You know what would be really beneficial to everyone? If officials from the City of Duncan and surrounding areas were to take a car ride with a stranger to the area and make a serious assessment of the traffic signage.
The evenings are beginning to grow longer and brighter (a very welcome development) at this time of year, and we can’t help but reflect back on those very, very dark nights now behind us.
One of the things that stands out about the evening commute is just how difficult it is to see the markings on the road — we’re talking lane lines and such.
It’s pretty important to be able to clearly see the lane you’re turning into, or where the turn lane begins, for example.
In the dark, when it’s raining and you have other people’s headlights coming at you? Forget about it. The road markings are all but invisible until you’re on top of them, and sometimes not even then.
Reflectors would be a huge improvement, or at least some more reflective paint. Unfortunately, this time of year, when it is the hardest to see and you need it the most, the paint is the most likely to be worn down or covered up.

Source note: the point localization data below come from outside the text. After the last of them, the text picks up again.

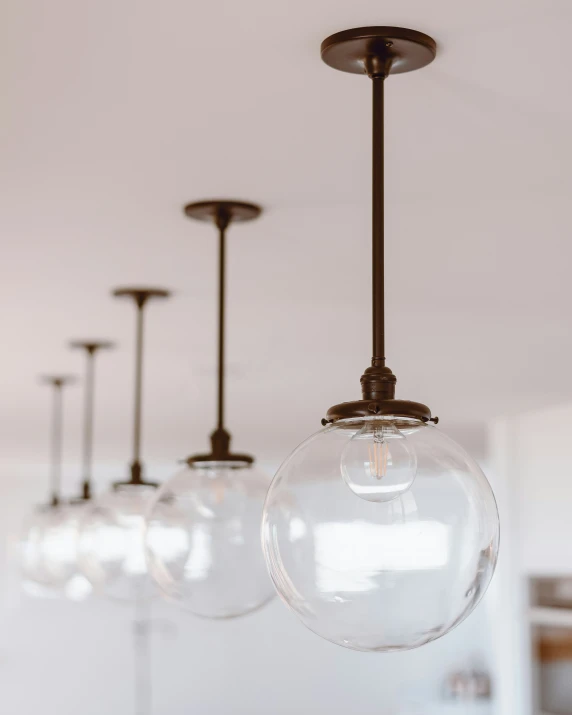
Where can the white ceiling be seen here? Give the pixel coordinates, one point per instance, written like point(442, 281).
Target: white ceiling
point(115, 114)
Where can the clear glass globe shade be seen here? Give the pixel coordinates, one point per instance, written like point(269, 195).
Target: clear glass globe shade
point(110, 545)
point(380, 576)
point(377, 463)
point(203, 539)
point(49, 553)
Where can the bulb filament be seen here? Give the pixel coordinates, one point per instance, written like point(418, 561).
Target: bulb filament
point(378, 453)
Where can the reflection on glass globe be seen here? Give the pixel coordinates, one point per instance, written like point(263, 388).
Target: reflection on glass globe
point(203, 539)
point(377, 462)
point(111, 551)
point(380, 576)
point(49, 553)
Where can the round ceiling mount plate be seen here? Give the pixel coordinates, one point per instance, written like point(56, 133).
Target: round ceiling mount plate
point(92, 345)
point(208, 210)
point(139, 293)
point(348, 50)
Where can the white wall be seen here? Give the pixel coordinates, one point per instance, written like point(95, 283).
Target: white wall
point(531, 454)
point(59, 658)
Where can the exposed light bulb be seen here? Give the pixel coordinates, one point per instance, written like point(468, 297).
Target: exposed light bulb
point(378, 464)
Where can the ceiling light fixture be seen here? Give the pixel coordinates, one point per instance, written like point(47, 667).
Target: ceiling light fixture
point(40, 543)
point(203, 530)
point(110, 546)
point(379, 531)
point(66, 575)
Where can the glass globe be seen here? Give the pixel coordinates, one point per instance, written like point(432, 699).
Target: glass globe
point(49, 553)
point(110, 546)
point(382, 575)
point(203, 539)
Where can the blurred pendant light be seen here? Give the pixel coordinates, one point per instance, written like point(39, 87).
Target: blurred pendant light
point(203, 530)
point(379, 531)
point(41, 542)
point(66, 575)
point(111, 554)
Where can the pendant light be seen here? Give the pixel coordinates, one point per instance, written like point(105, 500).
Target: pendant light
point(203, 530)
point(110, 546)
point(40, 543)
point(380, 532)
point(66, 575)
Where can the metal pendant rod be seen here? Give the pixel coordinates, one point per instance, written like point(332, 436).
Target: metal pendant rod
point(90, 347)
point(138, 402)
point(57, 440)
point(88, 423)
point(222, 222)
point(56, 434)
point(378, 258)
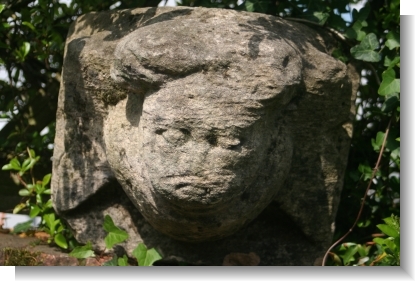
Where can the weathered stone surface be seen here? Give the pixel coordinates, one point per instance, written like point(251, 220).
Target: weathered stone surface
point(188, 123)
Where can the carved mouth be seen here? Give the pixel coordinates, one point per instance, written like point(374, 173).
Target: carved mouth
point(194, 191)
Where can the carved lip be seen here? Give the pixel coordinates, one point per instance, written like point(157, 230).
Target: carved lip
point(196, 192)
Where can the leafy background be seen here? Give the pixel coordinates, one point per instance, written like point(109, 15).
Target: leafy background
point(31, 53)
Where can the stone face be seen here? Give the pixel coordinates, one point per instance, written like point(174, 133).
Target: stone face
point(188, 123)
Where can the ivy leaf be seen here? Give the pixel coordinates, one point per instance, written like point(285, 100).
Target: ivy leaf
point(115, 234)
point(393, 40)
point(28, 24)
point(19, 207)
point(24, 192)
point(391, 62)
point(390, 104)
point(23, 227)
point(123, 261)
point(349, 255)
point(144, 256)
point(390, 84)
point(35, 210)
point(388, 230)
point(355, 31)
point(60, 240)
point(377, 144)
point(82, 252)
point(112, 262)
point(366, 49)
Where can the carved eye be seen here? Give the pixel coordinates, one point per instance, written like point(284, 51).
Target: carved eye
point(230, 143)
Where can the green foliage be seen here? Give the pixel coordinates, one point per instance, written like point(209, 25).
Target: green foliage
point(115, 235)
point(380, 252)
point(144, 256)
point(31, 52)
point(36, 199)
point(82, 252)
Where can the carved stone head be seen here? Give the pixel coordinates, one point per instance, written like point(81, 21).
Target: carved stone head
point(204, 117)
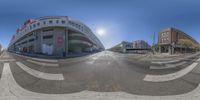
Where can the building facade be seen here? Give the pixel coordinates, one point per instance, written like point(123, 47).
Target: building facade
point(141, 44)
point(54, 36)
point(172, 41)
point(132, 47)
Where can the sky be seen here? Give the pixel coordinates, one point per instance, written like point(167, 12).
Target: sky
point(121, 20)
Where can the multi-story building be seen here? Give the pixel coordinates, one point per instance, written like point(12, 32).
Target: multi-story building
point(141, 44)
point(136, 46)
point(172, 41)
point(54, 36)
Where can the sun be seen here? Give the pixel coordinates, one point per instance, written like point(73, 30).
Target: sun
point(101, 32)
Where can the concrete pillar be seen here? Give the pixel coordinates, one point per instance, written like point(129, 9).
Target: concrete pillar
point(66, 42)
point(159, 49)
point(169, 50)
point(172, 50)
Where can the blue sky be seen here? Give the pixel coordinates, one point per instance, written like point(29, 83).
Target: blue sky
point(122, 19)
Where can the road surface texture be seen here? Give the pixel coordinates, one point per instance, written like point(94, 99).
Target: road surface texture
point(104, 75)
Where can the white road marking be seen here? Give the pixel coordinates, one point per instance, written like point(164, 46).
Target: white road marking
point(39, 74)
point(43, 64)
point(45, 60)
point(6, 60)
point(165, 62)
point(10, 90)
point(15, 92)
point(38, 59)
point(167, 66)
point(198, 59)
point(169, 77)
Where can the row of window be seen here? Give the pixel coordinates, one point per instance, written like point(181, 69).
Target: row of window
point(76, 25)
point(47, 22)
point(165, 34)
point(164, 40)
point(24, 42)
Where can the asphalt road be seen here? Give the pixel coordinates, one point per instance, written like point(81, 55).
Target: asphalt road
point(102, 72)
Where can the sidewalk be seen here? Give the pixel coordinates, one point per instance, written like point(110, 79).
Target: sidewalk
point(164, 57)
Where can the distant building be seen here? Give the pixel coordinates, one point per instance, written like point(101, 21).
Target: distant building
point(54, 36)
point(141, 44)
point(1, 48)
point(172, 41)
point(134, 47)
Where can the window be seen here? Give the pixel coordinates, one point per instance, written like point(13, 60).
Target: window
point(47, 30)
point(50, 22)
point(57, 21)
point(38, 24)
point(31, 40)
point(48, 37)
point(30, 27)
point(63, 22)
point(34, 25)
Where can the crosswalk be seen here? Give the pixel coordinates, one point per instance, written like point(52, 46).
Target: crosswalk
point(169, 65)
point(16, 92)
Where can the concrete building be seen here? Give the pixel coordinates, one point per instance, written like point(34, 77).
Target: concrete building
point(141, 44)
point(138, 46)
point(172, 41)
point(54, 36)
point(1, 48)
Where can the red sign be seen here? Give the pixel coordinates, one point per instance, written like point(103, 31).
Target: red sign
point(60, 40)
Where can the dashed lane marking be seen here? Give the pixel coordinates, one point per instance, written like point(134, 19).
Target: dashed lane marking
point(39, 74)
point(43, 64)
point(169, 77)
point(167, 66)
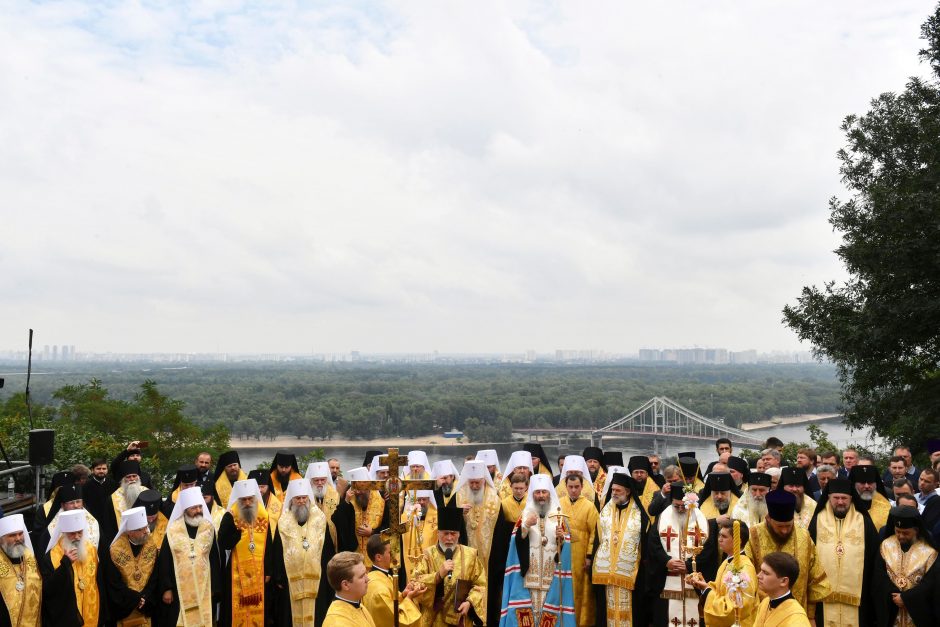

Downtown Duncan is a veritable maze to try to navigate for the newcomer.
The one-way streets are pretty well marked as you come up to them, but not so for where lanes are going to be ending, or end in a mandatory turn in a particular direction.
A stranger to the traffic patterns would have to make a guess in a number of places as to which lane will get them straight through, and if they guess wrong, with the traffic being what it is on most days, it’s not always an easy thing to make a correction partway through.
We’re sure the municipal units involved have done their due diligence by consulting traffic experts and such, but there’s no replacement for actually sitting in a car beside someone who’s totally new to the area and watching them struggle through. It provides a unique perspective that you’ve inevitably lost once you’ve lived in a place for awhile.
What’s the big deal, you might ask? We’re not talking about driving through Montreal or Toronto or Vancouver. Duncan’s just not that big or complicated.
Which is true enough, but that doesn’t mean we can’t make it better and more welcoming for motorists. After all, we want them to get off the highway, not be dissuaded from doing so.
We do have some weird intersections due to a lack of cohesive traffic planning back a century or so ago.
We bet the locals would appreciate better signage as well, and we’d certainly appreciate road markings that stand out in all conditions.